アレルギー外来
つらいアレルギー症状は
ご相談ください
アトピー性皮膚炎や気管支喘息、花粉症、お薬やサプリメントの服用後に続く皮ふ疹やかゆみなど、アレルギーによる症状でお困りの方はご相談ください。
※食物アレルギーに関する診察も受け付けておりますが、プリックテストや経口負荷試験は実施しておりませんのでご了承ください。
アレルギー検査の種類
アレルギー体質か知りたい方
非特異的IgE抗体検査
特定の物質に対して、
アレルギーがあるかどうかを
知りたい方
RAST
「RAST(Radioallergosorbent Test:放射性アレルゲン吸着試験)」という検査で調べることができます。150種類以上ある項目の中から、検査できます。
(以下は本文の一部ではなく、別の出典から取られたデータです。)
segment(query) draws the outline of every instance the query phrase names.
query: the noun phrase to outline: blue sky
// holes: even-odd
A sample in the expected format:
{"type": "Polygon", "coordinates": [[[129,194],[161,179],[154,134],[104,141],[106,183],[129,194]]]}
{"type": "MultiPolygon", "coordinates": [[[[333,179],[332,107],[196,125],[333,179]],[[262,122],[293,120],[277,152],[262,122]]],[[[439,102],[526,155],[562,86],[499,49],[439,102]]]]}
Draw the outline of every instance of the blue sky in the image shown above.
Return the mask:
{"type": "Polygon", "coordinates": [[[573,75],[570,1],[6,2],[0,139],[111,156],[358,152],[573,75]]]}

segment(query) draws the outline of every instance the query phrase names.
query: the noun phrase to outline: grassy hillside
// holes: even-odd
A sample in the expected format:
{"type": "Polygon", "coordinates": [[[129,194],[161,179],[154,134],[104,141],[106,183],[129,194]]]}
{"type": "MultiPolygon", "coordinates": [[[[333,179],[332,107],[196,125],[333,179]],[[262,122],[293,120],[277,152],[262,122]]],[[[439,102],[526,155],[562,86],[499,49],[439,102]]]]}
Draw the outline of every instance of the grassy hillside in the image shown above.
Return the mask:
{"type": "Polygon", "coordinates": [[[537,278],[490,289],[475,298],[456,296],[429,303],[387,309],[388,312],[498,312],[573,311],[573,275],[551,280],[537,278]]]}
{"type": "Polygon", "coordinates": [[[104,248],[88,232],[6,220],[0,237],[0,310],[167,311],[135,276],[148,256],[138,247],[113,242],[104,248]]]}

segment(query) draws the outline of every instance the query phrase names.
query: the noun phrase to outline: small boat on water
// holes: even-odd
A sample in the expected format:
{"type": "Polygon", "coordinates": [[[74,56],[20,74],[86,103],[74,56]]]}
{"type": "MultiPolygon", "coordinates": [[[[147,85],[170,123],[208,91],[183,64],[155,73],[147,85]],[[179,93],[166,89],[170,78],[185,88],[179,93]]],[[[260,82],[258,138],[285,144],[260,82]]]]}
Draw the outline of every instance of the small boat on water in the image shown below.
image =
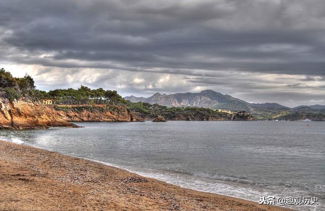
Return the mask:
{"type": "Polygon", "coordinates": [[[303,120],[303,122],[311,122],[311,120],[308,119],[308,118],[306,118],[306,119],[304,119],[303,120]]]}

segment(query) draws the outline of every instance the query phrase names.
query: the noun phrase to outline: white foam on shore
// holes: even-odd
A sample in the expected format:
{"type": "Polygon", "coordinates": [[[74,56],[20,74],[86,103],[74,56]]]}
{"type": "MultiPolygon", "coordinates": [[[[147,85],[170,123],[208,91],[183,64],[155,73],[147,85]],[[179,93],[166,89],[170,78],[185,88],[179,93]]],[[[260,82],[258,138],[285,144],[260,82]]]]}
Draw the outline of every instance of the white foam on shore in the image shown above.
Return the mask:
{"type": "Polygon", "coordinates": [[[11,142],[13,143],[17,143],[18,144],[22,144],[25,142],[17,138],[13,138],[11,139],[11,142]]]}

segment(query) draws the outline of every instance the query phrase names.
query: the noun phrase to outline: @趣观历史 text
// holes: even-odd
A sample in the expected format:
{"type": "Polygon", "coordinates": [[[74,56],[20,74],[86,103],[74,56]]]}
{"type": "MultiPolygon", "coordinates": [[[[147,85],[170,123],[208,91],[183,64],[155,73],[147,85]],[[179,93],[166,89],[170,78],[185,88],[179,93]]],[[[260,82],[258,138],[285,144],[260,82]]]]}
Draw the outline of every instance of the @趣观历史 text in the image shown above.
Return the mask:
{"type": "Polygon", "coordinates": [[[261,196],[258,200],[259,204],[276,204],[284,206],[286,204],[292,205],[312,205],[318,204],[318,198],[310,196],[298,196],[286,197],[280,197],[276,198],[275,196],[269,196],[267,197],[261,196]]]}

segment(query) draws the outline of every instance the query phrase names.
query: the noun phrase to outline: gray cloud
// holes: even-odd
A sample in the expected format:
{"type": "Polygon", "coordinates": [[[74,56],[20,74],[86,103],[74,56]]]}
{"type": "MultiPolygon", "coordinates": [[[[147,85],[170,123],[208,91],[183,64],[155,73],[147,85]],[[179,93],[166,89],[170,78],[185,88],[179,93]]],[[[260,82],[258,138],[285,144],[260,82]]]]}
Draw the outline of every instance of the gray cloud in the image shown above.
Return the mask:
{"type": "Polygon", "coordinates": [[[278,99],[286,105],[300,94],[321,100],[324,33],[322,0],[0,2],[0,63],[25,68],[44,88],[206,88],[256,102],[263,90],[270,100],[287,95],[278,99]]]}

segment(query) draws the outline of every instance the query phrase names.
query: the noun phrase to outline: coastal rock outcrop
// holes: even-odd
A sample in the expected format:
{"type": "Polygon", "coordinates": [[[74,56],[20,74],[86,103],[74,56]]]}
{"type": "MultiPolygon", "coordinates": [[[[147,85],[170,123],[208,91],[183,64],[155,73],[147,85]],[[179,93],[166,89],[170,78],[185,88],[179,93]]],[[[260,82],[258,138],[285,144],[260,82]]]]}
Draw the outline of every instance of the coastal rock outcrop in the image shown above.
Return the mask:
{"type": "Polygon", "coordinates": [[[51,108],[37,103],[0,99],[0,129],[77,127],[60,118],[51,108]]]}
{"type": "Polygon", "coordinates": [[[68,122],[142,122],[143,119],[123,106],[54,105],[58,115],[68,122]]]}
{"type": "Polygon", "coordinates": [[[152,122],[167,122],[167,121],[164,116],[160,116],[160,115],[157,115],[157,117],[152,120],[152,122]]]}
{"type": "Polygon", "coordinates": [[[0,99],[0,129],[79,127],[70,122],[141,121],[142,118],[121,106],[46,106],[0,99]]]}
{"type": "Polygon", "coordinates": [[[233,114],[230,114],[229,117],[231,121],[252,121],[255,120],[253,116],[249,112],[241,111],[234,111],[233,114]]]}

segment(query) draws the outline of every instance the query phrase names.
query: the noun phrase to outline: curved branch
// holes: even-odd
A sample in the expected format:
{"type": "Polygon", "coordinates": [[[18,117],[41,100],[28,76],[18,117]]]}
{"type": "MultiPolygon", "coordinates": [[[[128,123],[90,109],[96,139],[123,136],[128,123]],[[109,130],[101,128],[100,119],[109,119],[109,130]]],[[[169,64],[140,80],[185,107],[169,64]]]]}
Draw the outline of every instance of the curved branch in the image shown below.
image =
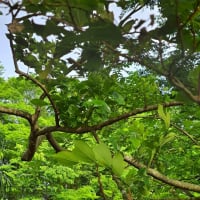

※保険適用となるのは、一度の検査で13項目までです。
何に対するアレルギーが
あるかを幅広く知りたい方
VIEW39
これらの検査で食餌アレルゲンが陽性になった場合でも、今まで経口摂取して症状が出たことがなければ食事制限をする必要はありません。
治療について
飲み薬
飲み薬にもいくつかの種類があります。まずは抗ヒスタミン。アレルギーの原因であるヒスタミンの働きを抑えます。但し眠気の誘引やのどの渇きなどの副作用がありますので、症状を強く抑えたい患者向けの治療です。抗アレルギー薬はアレルギー反応を起こす物質の働きを抑えるための薬で、鼻づまりや花粉症への効果が期待できます。
点鼻薬・点眼薬
目や鼻への投与です。抗アレルギー薬が含まれているものが多いのは、鼻づまりに効果的とされているからです。
アレルゲン免疫療法
主に花粉症の患者むけの治療で、花粉症の原因となる成分を服用することで、体に慣れさせ、アレルギーの症状を抑えようというコンセプトの治療です。
医師紹介
総合内科専門医・リウマチ専門医・
アレルギー専門医
村上 義彦
Yoshihiko Murakami
日本内科学会 総合内科専門医
日本リウマチ学会 リウマチ専門医
日本アレルギー学会 アレルギー専門医
花粉症
花粉症は、植物の花粉が原因となって引き起こされる季節性アレルギー性鼻炎の一種です。アレルギー反応によって鼻や目などに症状が現れます。日本では特にスギやヒノキによる春の花粉症が多く、秋にはブタクサやアキノキリンソウなどの雑草による花粉症も見られます。都市部の大気汚染やストレス、生活習慣の変化も関与するとされ、年々患者数が増加しています。発症時期や症状の程度には個人差があり、小児から高齢者まで幅広く影響を及ぼす疾患です。
症状
花粉症の主な症状は、くしゃみ、鼻水、鼻づまり、目のかゆみや充血です。症状は花粉の飛散量と連動して現れ、花粉が多い日は特に悪化します。鼻づまりによって睡眠障害や集中力の低下を引き起こすこともあります。目の症状に加え、喉のかゆみや皮膚のかぶれ、咳が出ることもあり、生活の質に大きな影響を与えます。スギやヒノキによる春の症状が代表的ですが、秋にはブタクサやアキノキリンソウが原因で、同様の症状が現れるケースもあります。
原因
花粉症は、特定の植物の花粉に対する免疫過敏反応によって引き起こされます。原因植物には、春のスギやヒノキ、秋のブタクサやアキノキリンソウなどがあります。花粉が鼻や目の粘膜に付着すると、免疫細胞が反応してヒスタミンなどの化学物質を放出し、アレルギー症状が生じます。遺伝的素因やアレルギー体質、幼少期の環境、大気汚染や食生活も関与すると考えられています。
治療法
花粉症の治療は、症状を抑える「対症療法」と、体質を根本から改善する「免疫療法」の2本柱で行います。対症療法では、抗ヒスタミン薬やロイコトリエン受容体拮抗薬の内服薬、点鼻薬や点眼薬が用いられ、くしゃみ・鼻水・目のかゆみなどの症状を軽減します。ステロイド点鼻薬は炎症を抑える効果が高く、特に鼻づまりに有効です。これらは症状が出る前から予防的に使うことで、効果を高めることができます。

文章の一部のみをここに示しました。